Given two integers n and m, how many numbers exist such that all numbers have all digits from 0 to n-1 and the difference between two adjacent digits is exactly 1 and the number of digits in the number is atmost 'm'.
What is the best way to solve this problem? Is there a direct mathematical formula?
Edit: The number cannot start with 0.
Example: for n = 3 and m = 6 there are 18 such numbers (210, 2101, 21012, 210121 ... etc)
Update (some people have encountered an ambiguity): All digits from 0 to n-1 must be present.
This Python code computes the answer in O(nm) by keeping track of the numbers ending with a particular digit.

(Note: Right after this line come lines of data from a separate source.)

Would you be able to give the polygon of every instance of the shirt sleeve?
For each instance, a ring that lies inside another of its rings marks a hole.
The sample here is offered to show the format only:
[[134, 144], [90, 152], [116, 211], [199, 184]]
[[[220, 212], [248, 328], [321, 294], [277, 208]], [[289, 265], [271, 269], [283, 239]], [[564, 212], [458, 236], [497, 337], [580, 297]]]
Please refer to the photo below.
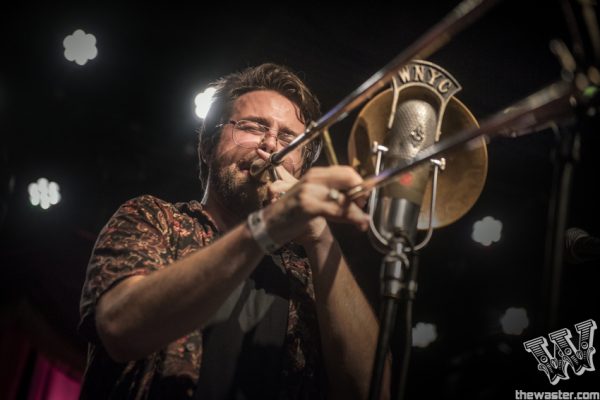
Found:
[[100, 232], [83, 284], [79, 332], [98, 343], [95, 310], [104, 293], [134, 275], [148, 275], [172, 261], [168, 213], [152, 196], [123, 204]]

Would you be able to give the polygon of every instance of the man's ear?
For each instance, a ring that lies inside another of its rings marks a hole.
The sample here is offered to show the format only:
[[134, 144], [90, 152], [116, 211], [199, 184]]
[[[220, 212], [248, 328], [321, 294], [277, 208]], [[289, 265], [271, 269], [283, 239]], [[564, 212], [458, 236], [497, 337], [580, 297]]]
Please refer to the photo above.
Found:
[[200, 159], [200, 161], [203, 162], [204, 164], [206, 164], [206, 157], [204, 156], [204, 152], [202, 151], [202, 148], [200, 147], [200, 145], [198, 145], [197, 152], [198, 152], [198, 158]]
[[[210, 173], [210, 171], [209, 171]], [[208, 192], [210, 191], [210, 180], [208, 179], [208, 175], [207, 175], [207, 180], [206, 180], [206, 186], [204, 187], [204, 193], [202, 194], [202, 200], [200, 201], [201, 204], [206, 204], [206, 202], [208, 201]]]

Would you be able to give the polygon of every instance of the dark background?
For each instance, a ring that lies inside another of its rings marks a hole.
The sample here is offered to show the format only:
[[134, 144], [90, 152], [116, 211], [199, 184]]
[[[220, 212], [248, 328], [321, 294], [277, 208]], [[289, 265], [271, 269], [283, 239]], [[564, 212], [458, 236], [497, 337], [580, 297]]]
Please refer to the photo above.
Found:
[[[0, 14], [0, 326], [18, 326], [40, 351], [81, 371], [78, 300], [98, 231], [140, 194], [200, 199], [198, 92], [224, 74], [272, 61], [299, 72], [327, 111], [456, 4], [8, 6]], [[63, 56], [62, 41], [76, 29], [97, 38], [98, 56], [85, 66]], [[553, 38], [570, 44], [558, 1], [505, 1], [429, 60], [455, 76], [464, 88], [457, 97], [481, 119], [560, 78], [548, 47]], [[332, 129], [342, 161], [354, 118]], [[596, 236], [598, 141], [597, 129], [582, 135], [567, 225]], [[478, 202], [422, 252], [414, 320], [436, 324], [438, 338], [413, 351], [410, 398], [600, 387], [597, 371], [570, 372], [569, 381], [551, 386], [522, 346], [549, 333], [544, 242], [555, 148], [550, 130], [492, 141]], [[62, 196], [45, 211], [27, 192], [42, 176]], [[483, 247], [470, 235], [487, 215], [502, 221], [502, 239]], [[380, 256], [366, 236], [336, 231], [377, 307]], [[564, 265], [557, 327], [575, 333], [575, 323], [600, 322], [599, 271], [597, 262]], [[512, 306], [526, 308], [531, 322], [517, 337], [502, 334], [499, 323]]]

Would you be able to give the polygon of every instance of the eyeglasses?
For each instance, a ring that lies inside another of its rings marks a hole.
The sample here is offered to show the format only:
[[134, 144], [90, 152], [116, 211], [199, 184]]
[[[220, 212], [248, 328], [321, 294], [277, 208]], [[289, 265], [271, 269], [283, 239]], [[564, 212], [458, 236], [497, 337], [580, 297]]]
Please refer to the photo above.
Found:
[[228, 124], [233, 125], [232, 136], [234, 143], [247, 149], [255, 149], [258, 147], [258, 143], [265, 137], [267, 132], [273, 132], [277, 143], [283, 147], [289, 145], [297, 136], [293, 133], [277, 131], [256, 121], [249, 121], [246, 119], [241, 119], [239, 121], [230, 120], [217, 125], [217, 128], [221, 128]]

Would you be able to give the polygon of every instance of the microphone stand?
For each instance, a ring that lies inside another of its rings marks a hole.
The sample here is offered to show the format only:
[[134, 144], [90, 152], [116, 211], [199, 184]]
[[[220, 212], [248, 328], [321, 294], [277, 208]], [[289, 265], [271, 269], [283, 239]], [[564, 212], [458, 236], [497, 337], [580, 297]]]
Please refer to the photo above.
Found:
[[[379, 400], [383, 375], [385, 371], [388, 350], [391, 338], [399, 337], [399, 345], [402, 351], [398, 351], [397, 363], [394, 362], [393, 376], [398, 376], [397, 384], [393, 381], [392, 393], [396, 392], [396, 399], [402, 400], [406, 387], [410, 351], [412, 348], [412, 304], [417, 291], [417, 267], [418, 257], [413, 251], [412, 241], [405, 235], [394, 234], [389, 241], [389, 251], [383, 258], [381, 267], [381, 326], [375, 351], [375, 361], [371, 383], [369, 388], [369, 399]], [[406, 255], [409, 250], [409, 257]], [[398, 309], [401, 309], [403, 319], [396, 321]], [[397, 334], [394, 334], [398, 330]], [[395, 357], [396, 358], [396, 357]], [[394, 360], [396, 361], [396, 360]]]
[[564, 236], [569, 212], [573, 170], [579, 161], [580, 144], [580, 133], [577, 126], [561, 126], [555, 132], [557, 134], [557, 148], [554, 155], [554, 176], [548, 208], [544, 265], [544, 298], [548, 300], [544, 318], [545, 331], [547, 332], [557, 328]]
[[396, 392], [396, 400], [403, 400], [408, 383], [408, 366], [410, 364], [410, 354], [412, 350], [412, 314], [413, 301], [417, 293], [417, 274], [419, 268], [419, 255], [416, 251], [410, 253], [410, 264], [408, 268], [408, 285], [400, 293], [401, 309], [403, 319], [396, 325], [398, 332], [396, 336], [398, 341], [398, 371], [392, 369], [393, 376], [398, 377], [397, 387], [392, 386], [392, 394]]
[[[575, 14], [568, 0], [562, 0], [561, 5], [565, 15], [567, 27], [573, 40], [573, 53], [564, 43], [553, 41], [552, 50], [559, 59], [563, 76], [575, 80], [585, 76], [585, 68], [600, 64], [600, 41], [598, 39], [598, 23], [596, 12], [592, 4], [581, 4], [582, 16], [586, 22], [586, 33], [590, 39], [591, 51], [586, 54], [583, 35], [576, 22]], [[596, 69], [597, 71], [597, 69]], [[597, 101], [597, 98], [596, 98]], [[548, 223], [546, 232], [546, 249], [544, 262], [544, 299], [547, 306], [543, 318], [545, 331], [550, 332], [557, 328], [561, 278], [563, 271], [563, 253], [565, 230], [569, 213], [569, 201], [573, 172], [579, 162], [579, 149], [581, 145], [581, 130], [585, 130], [586, 115], [581, 107], [576, 108], [574, 120], [561, 125], [555, 125], [556, 149], [554, 153], [554, 174], [552, 191], [548, 208]]]

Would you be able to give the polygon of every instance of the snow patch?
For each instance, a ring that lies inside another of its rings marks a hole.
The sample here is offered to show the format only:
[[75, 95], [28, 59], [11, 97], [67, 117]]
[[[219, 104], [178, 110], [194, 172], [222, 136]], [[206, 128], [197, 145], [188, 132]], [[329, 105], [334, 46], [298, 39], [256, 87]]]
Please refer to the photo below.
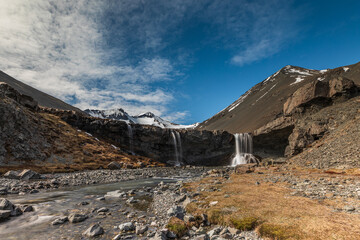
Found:
[[260, 99], [262, 99], [266, 94], [268, 94], [275, 86], [277, 85], [277, 83], [274, 84], [274, 86], [272, 86], [269, 90], [267, 90], [266, 93], [264, 93], [261, 97], [259, 97], [256, 102], [258, 102]]
[[343, 67], [343, 69], [344, 69], [345, 72], [349, 71], [348, 67]]
[[324, 81], [324, 80], [325, 80], [325, 77], [318, 77], [317, 80], [318, 80], [318, 81]]
[[320, 73], [326, 73], [327, 71], [329, 71], [329, 69], [324, 69], [324, 70], [320, 70]]
[[232, 110], [234, 110], [237, 106], [239, 106], [242, 102], [244, 102], [244, 100], [249, 96], [249, 94], [251, 93], [251, 91], [247, 91], [244, 95], [242, 95], [238, 100], [236, 100], [233, 104], [231, 104], [228, 108], [228, 112], [231, 112]]
[[151, 112], [146, 112], [143, 114], [139, 114], [137, 116], [130, 116], [123, 109], [109, 109], [109, 110], [90, 110], [86, 109], [85, 112], [92, 117], [102, 118], [102, 119], [112, 119], [117, 121], [123, 121], [126, 123], [132, 124], [141, 124], [141, 125], [151, 125], [161, 128], [195, 128], [199, 125], [199, 123], [191, 124], [191, 125], [180, 125], [171, 123], [162, 119], [161, 117], [156, 116]]
[[295, 78], [295, 82], [291, 83], [290, 86], [291, 86], [291, 85], [294, 85], [294, 84], [297, 84], [297, 83], [299, 83], [299, 82], [302, 82], [304, 79], [305, 79], [305, 78], [303, 78], [303, 77], [296, 77], [296, 78]]

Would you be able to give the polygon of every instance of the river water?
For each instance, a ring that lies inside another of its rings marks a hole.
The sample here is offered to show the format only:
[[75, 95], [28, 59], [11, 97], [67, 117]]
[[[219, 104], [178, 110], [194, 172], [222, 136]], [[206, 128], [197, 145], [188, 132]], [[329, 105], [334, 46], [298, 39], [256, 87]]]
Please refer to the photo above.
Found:
[[[35, 209], [34, 212], [26, 212], [18, 217], [0, 223], [0, 239], [87, 239], [81, 234], [91, 224], [100, 222], [105, 234], [98, 239], [112, 239], [118, 231], [114, 228], [121, 223], [130, 221], [126, 215], [134, 212], [136, 216], [144, 215], [138, 221], [149, 221], [153, 216], [148, 211], [151, 196], [146, 188], [154, 187], [161, 181], [176, 182], [181, 179], [170, 178], [148, 178], [141, 180], [123, 181], [111, 184], [88, 185], [82, 187], [71, 187], [61, 190], [27, 194], [23, 196], [5, 196], [13, 204], [29, 204]], [[138, 189], [135, 199], [139, 202], [134, 205], [126, 204], [125, 199], [106, 198], [99, 201], [98, 197], [109, 191], [128, 191]], [[87, 205], [82, 205], [87, 202]], [[107, 214], [98, 214], [95, 209], [106, 207]], [[51, 222], [60, 216], [68, 216], [72, 212], [85, 213], [89, 216], [87, 220], [80, 223], [65, 223], [62, 225], [51, 225]], [[147, 222], [148, 223], [148, 222]]]

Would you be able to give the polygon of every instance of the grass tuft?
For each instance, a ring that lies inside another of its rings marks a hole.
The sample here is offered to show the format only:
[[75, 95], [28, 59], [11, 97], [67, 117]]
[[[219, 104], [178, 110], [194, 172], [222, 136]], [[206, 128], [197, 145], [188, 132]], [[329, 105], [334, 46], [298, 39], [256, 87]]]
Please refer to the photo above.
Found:
[[174, 232], [179, 238], [187, 232], [185, 222], [177, 217], [170, 218], [167, 228]]
[[259, 224], [259, 219], [255, 217], [232, 218], [230, 221], [241, 231], [251, 231]]

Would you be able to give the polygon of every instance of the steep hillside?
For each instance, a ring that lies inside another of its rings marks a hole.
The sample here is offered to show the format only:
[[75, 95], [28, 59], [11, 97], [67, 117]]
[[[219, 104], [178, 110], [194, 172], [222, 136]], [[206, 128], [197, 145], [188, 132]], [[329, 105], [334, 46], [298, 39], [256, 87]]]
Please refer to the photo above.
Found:
[[24, 167], [41, 172], [97, 169], [111, 161], [150, 163], [40, 112], [31, 97], [0, 83], [1, 172]]
[[360, 86], [360, 63], [328, 70], [285, 66], [197, 128], [252, 132], [281, 116], [284, 103], [297, 89], [310, 82], [329, 81], [339, 76]]
[[324, 137], [290, 159], [291, 164], [311, 168], [349, 169], [360, 166], [360, 97], [325, 108], [303, 121], [326, 127]]
[[60, 99], [50, 96], [49, 94], [41, 92], [23, 82], [16, 80], [2, 71], [0, 71], [0, 82], [5, 82], [16, 89], [19, 93], [32, 97], [35, 99], [35, 101], [38, 102], [40, 106], [63, 110], [81, 111], [80, 109], [63, 102]]

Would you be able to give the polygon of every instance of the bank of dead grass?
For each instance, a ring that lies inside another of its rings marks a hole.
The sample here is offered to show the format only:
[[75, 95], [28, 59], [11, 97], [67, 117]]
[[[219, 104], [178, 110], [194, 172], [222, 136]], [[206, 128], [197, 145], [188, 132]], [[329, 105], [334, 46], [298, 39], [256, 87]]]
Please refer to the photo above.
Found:
[[[201, 192], [198, 202], [189, 205], [187, 210], [195, 215], [216, 212], [216, 219], [221, 220], [217, 224], [234, 227], [237, 225], [234, 219], [238, 219], [240, 226], [244, 226], [241, 219], [256, 220], [253, 226], [256, 225], [257, 231], [272, 239], [360, 239], [357, 227], [360, 217], [334, 212], [331, 206], [338, 202], [291, 196], [290, 190], [282, 184], [255, 185], [259, 178], [259, 175], [233, 175], [220, 191]], [[206, 178], [186, 187], [193, 191], [208, 188], [213, 186], [213, 180]], [[209, 207], [211, 201], [218, 201], [218, 204]]]

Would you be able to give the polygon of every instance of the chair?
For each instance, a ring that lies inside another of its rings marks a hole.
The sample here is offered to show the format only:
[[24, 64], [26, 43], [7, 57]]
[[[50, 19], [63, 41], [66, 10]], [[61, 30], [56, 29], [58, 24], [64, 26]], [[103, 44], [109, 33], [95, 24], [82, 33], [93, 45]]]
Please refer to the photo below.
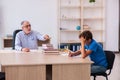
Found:
[[108, 62], [108, 67], [106, 72], [102, 73], [91, 73], [91, 76], [94, 77], [94, 80], [96, 80], [96, 76], [104, 76], [106, 77], [106, 80], [108, 80], [108, 75], [111, 74], [111, 70], [113, 68], [114, 60], [115, 60], [115, 54], [112, 51], [104, 51], [106, 55], [106, 59]]
[[5, 80], [5, 73], [4, 72], [0, 72], [0, 80]]
[[14, 50], [15, 49], [15, 37], [16, 37], [16, 34], [19, 32], [19, 31], [22, 31], [21, 29], [17, 29], [13, 32], [13, 41], [12, 41], [12, 49]]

Different arrays (A,B,C,D) are used to track numbers that have hit the maximum or minimum of the range.
n=3
m=6
A=[1]*n # Number of ways of being at digit i and never being to min or max
B=[0]*n # number of ways with minimum being observed
C=[0]*n # number of ways with maximum being observed
D=[0]*n # number of ways with both being observed
A[0]=0 # Cannot start with 0
A[n-1]=0 # Have seen max so this 1 moves from A to C
C[n-1]=1 # Have seen max if start with highest digit
t=0
for k in range(m-1):
A2=[0]*n
B2=[0]*n
C2=[0]*n
D2=[0]*n
for i in range(1,n-1):
A2[i]=A[i+1]+A[i-1]
B2[i]=B[i+1]+B[i-1]
C2[i]=C[i+1]+C[i-1]
D2[i]=D[i+1]+D[i-1]
B2[0]=A[1]+B[1]
C2[n-1]=A[n-2]+C[n-2]
D2[0]=C[1]+D[1]
D2[n-1]=B[n-2]+D[n-2]
A=A2
B=B2
C=C2
D=D2
x=sum(d for d in D2)
t+=x
print t